Some Spine in the Middle Order

Mitchell Marsh has gone home injured from India, hounded by cruel but accurate headlines labelling him Australia’s worst ever No. 6. It’s not his fault – it’s the selectors who persist in filling the No. 6 slot with a so-called ‘all-rounder’ who bats a bit and bowls a bit but does neither well enough to help win a Test match for his team.

And now they’ve done it again.

Marcus Stoinis?

Really?

Why would you pick this guy for the Test team on the back of one (admittedly phenomenal) ODI innings against New Zealand? Like Hilton Cartwright and Moises Henriques before him, Stoinis bowls lollipop medium-pacers which India’s batsmen will chew up and spit out on their low, slow wickets. And he’s not a good enough batsman to play at No. 6 in the Test team. He simply isn’t (and neither was Mitchell Marsh). So why fly him to India? It makes no sense.

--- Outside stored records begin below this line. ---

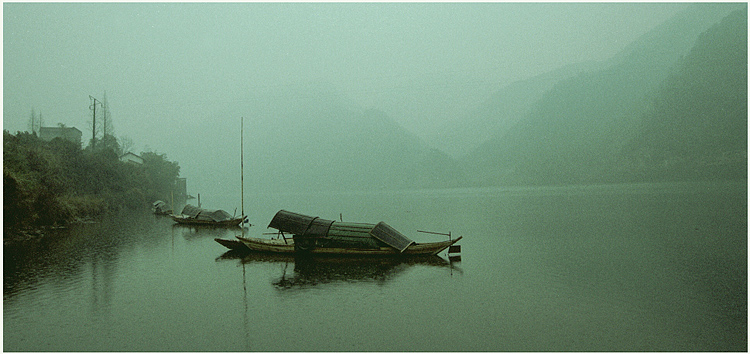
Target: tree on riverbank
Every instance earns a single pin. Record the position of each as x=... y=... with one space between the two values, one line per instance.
x=56 y=182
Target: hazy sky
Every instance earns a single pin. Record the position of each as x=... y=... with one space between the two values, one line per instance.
x=168 y=69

And if they don’t play Stoinis in the 3rd Test, will they play Usman Khawaja? A sensible short-term solution, perhaps, but Uzzy is not a No. 6 batsman. He’s an opener.

Oh, and by the way, Glenn Maxwell certainly isn’t the answer, either.  Substitute ‘off-spinners that don’t spin’ for ‘lollipop medium pacers’ in the paragraph above, and all the same arguments apply. Maxwell should not even be in the Test squad. He hasn’t earned it. He’s not good enough.

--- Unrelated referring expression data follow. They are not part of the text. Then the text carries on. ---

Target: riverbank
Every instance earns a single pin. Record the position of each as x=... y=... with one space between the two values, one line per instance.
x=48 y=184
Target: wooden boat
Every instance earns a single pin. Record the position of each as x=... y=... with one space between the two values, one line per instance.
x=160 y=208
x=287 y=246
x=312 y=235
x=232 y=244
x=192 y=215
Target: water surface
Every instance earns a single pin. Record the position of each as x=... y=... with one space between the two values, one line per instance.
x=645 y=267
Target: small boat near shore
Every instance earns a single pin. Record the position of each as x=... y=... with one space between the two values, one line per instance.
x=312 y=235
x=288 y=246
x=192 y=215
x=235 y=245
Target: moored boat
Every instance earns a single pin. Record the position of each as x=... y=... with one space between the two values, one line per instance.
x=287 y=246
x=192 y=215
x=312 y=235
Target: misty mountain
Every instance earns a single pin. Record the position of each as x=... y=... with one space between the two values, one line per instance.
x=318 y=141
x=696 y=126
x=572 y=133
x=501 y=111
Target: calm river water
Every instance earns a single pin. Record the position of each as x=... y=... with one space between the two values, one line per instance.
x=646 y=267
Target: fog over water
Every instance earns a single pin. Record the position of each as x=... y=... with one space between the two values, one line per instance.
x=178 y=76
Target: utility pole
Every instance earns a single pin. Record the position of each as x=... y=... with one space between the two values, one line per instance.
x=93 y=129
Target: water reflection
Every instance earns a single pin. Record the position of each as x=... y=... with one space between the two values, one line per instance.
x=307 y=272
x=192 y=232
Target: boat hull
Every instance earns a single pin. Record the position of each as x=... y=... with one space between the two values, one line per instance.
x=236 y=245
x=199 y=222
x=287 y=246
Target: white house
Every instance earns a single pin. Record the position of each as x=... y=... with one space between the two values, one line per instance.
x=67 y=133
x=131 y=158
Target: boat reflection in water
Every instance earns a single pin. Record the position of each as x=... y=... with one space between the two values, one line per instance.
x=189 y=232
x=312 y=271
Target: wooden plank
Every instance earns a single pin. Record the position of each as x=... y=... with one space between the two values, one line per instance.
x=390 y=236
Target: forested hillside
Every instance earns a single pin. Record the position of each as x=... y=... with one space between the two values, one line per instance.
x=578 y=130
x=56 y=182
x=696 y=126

The Australian selectors seem to have forgotten how much better the team fared when it had a proper batsman at No. 6. Come back, Mike Hussey, we miss you. The obvious solution is to find a proper middle-order batsman.  Australia has done well in India with two decent seamers and two decent spinners. It doesn’t need a third seamer, or a third spinner. Even with Starc flying home, you could play Jackson Bird or if you must have more pace, fly Pat Cummins out to India. I don’t think it makes any difference.  Honestly, I think Bird will do fine. He lacks Starc’s threatening pace but he’s a lot more accurate.

When desperate after the series loss to South Africa, the selectors resorted to picking a couple of young batsmen who had (shock, horror,gasp) a good if somewhat short track record in the Sheffield Shield. Remember the Sheffield Shield? So far, Matt Renshaw and Peter Handscomb have done pretty well.  Both look likely to improve.

Why not stick with that approach? Australia needs a decent No. 6 batsman. There are two obvious candidates.

One is Kurtis Patterson, who bats at No. 4 for NSW. He will be 24 in May. He has played 39 first-class matches and has an average of 42.83 with 5 centuries. So far this season, he’s scored 621 runs at 47.77, with one ton and six half-centuries.

The other is Jake Lehmann, who bats at No. 5 for South Australia. The 24-year old Lehmann has played 25 first-class matches and has an average of 46.41 with 5 centuries.  So far this season, he’s made 646 runs at 49.69.

I reckon either Patterson or Jake Lehmann would be worthwhile selections. They both resemble Renshaw and Handscomb: young, and with a decent track record. The selectors are on to a good strategy. They should stick with it and abandon this catastrophic policy of picking a mediocre player to bat at No. 6.